博士は大使として来日した際、明治学院を訪れて、その誕生の家を眺め礼拝堂の背後に立つ楠の大樹の幹に登って、少年時代幹に刻んだEORの文字が樹の成長とともに大きくなり、残っているのを懐かしんだという。
この宣教師館は港区白金台の高等学校校舎建築に際して取り壊されたため、1965年、現在の東村山校地にライシャワー記念館として復元された。
明治学院は1965年3月15日ライシャワー館の完成を記念して、建堂及び献堂の式典を挙行した。この式典には大使も臨席している。

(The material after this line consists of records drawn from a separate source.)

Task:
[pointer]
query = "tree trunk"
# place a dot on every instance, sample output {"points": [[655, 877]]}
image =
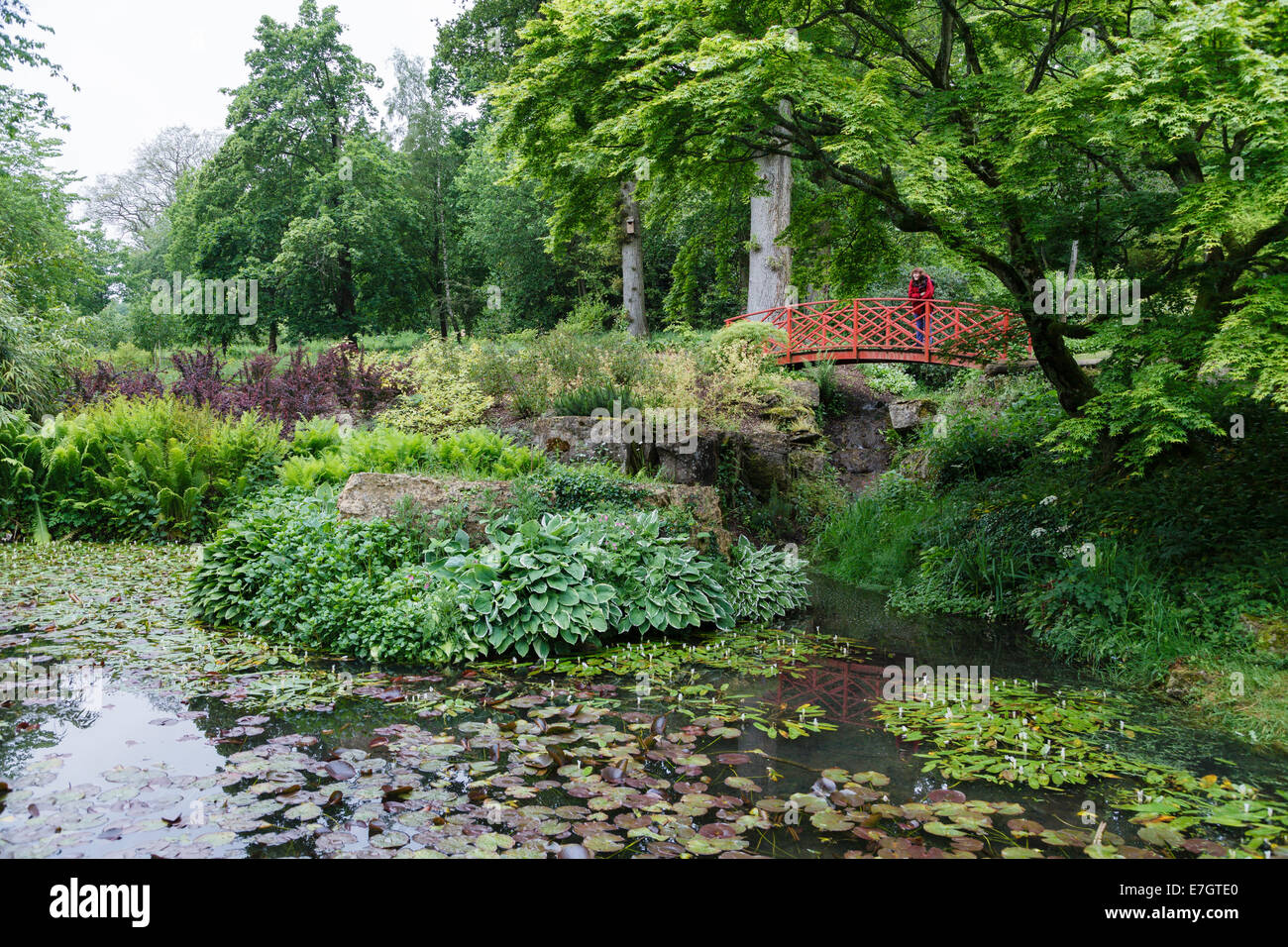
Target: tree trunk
{"points": [[346, 303], [1050, 350], [632, 262], [447, 315], [769, 265]]}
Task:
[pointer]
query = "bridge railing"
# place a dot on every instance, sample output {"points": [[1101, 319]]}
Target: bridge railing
{"points": [[889, 329]]}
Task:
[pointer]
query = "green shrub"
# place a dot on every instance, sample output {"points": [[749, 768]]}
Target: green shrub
{"points": [[874, 543], [155, 468], [561, 487], [473, 454], [590, 316], [20, 471], [288, 570], [990, 432], [581, 402], [747, 331], [764, 583], [890, 379], [482, 454]]}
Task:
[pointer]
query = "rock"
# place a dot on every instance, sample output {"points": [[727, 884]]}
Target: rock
{"points": [[570, 438], [805, 389], [1183, 681], [377, 496], [696, 462], [1267, 634], [910, 412]]}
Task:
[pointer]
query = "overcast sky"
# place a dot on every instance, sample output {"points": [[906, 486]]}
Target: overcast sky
{"points": [[145, 64]]}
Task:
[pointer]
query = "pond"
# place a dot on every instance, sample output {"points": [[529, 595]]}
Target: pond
{"points": [[161, 738]]}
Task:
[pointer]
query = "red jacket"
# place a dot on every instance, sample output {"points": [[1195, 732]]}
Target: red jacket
{"points": [[927, 292]]}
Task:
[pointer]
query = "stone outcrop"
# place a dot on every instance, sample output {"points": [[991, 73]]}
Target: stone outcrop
{"points": [[910, 412], [377, 496]]}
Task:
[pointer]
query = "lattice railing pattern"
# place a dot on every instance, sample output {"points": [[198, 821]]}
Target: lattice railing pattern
{"points": [[888, 330]]}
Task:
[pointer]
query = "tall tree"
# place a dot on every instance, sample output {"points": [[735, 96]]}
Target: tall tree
{"points": [[1003, 131], [136, 201], [304, 196]]}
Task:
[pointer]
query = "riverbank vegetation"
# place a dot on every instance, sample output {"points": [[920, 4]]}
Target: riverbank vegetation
{"points": [[518, 232]]}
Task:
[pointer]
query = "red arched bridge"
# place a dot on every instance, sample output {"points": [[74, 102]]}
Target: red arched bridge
{"points": [[892, 330]]}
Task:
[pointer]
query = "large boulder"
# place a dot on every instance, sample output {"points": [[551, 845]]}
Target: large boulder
{"points": [[571, 438], [910, 412], [377, 496]]}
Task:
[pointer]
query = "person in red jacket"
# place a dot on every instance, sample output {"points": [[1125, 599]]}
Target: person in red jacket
{"points": [[919, 287]]}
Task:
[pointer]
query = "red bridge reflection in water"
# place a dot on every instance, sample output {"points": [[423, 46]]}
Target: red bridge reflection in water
{"points": [[844, 689]]}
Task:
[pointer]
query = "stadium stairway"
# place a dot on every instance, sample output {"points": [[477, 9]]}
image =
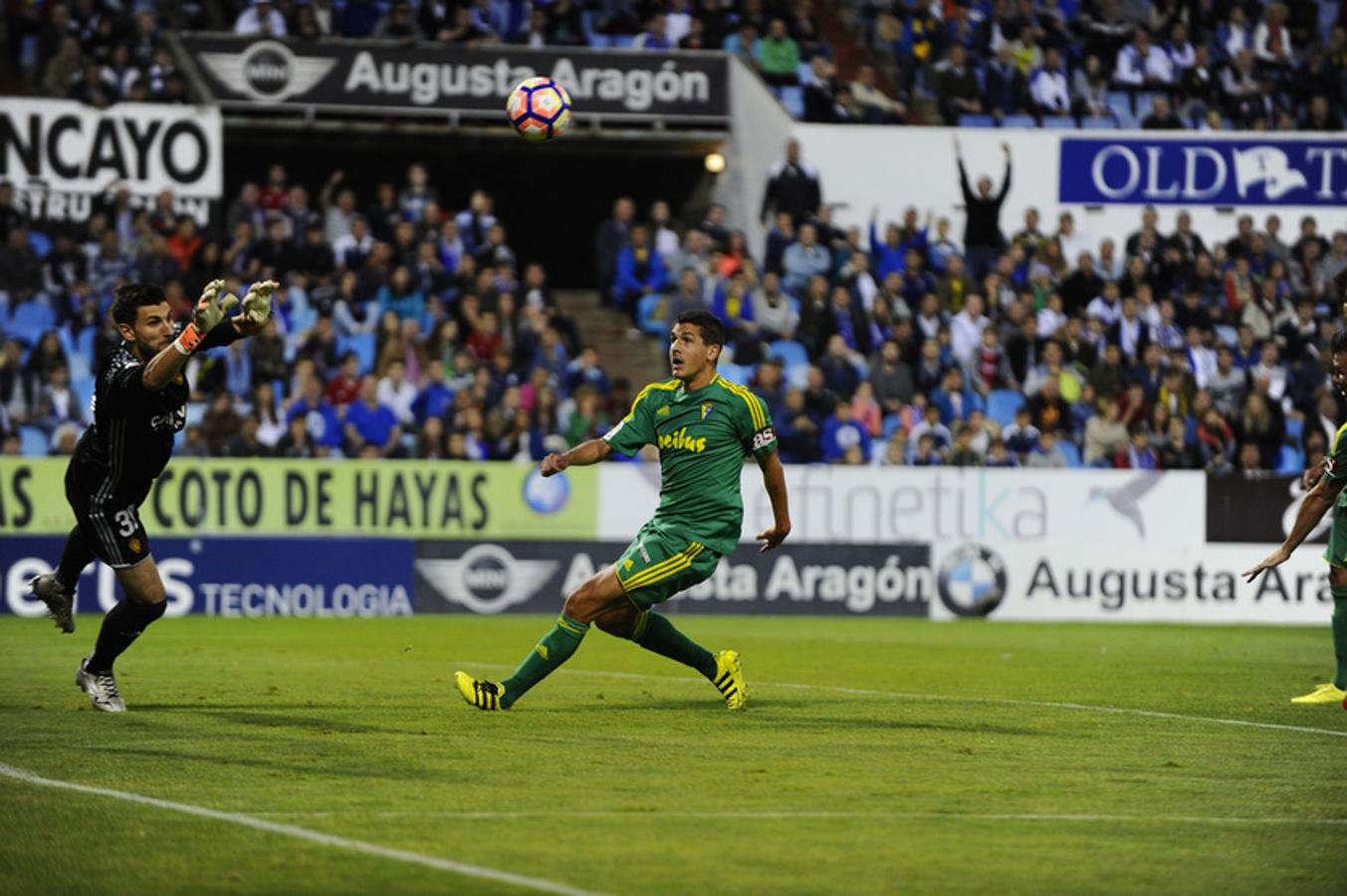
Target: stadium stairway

その後1995年、東村山市市制30周年を記念した「東村山30景」に選定され、地域に親しまれる明治時代の洋風建築となっている。
[構 造] 木造亜鉛メッキ鋼板葺2階建て
[規 模] 床面積 1階 243.80㎡ 2階 213.02㎡
1995(平成6)年 東村山市「東村山30景」※に選定
※東村山30景
東村山市が市制30周年を記念して市内各所の「心を和ませ安らぐことのできる風景」や「東村山らしさを醸し出す行事の情景」など、市民の推薦による30景を選定した。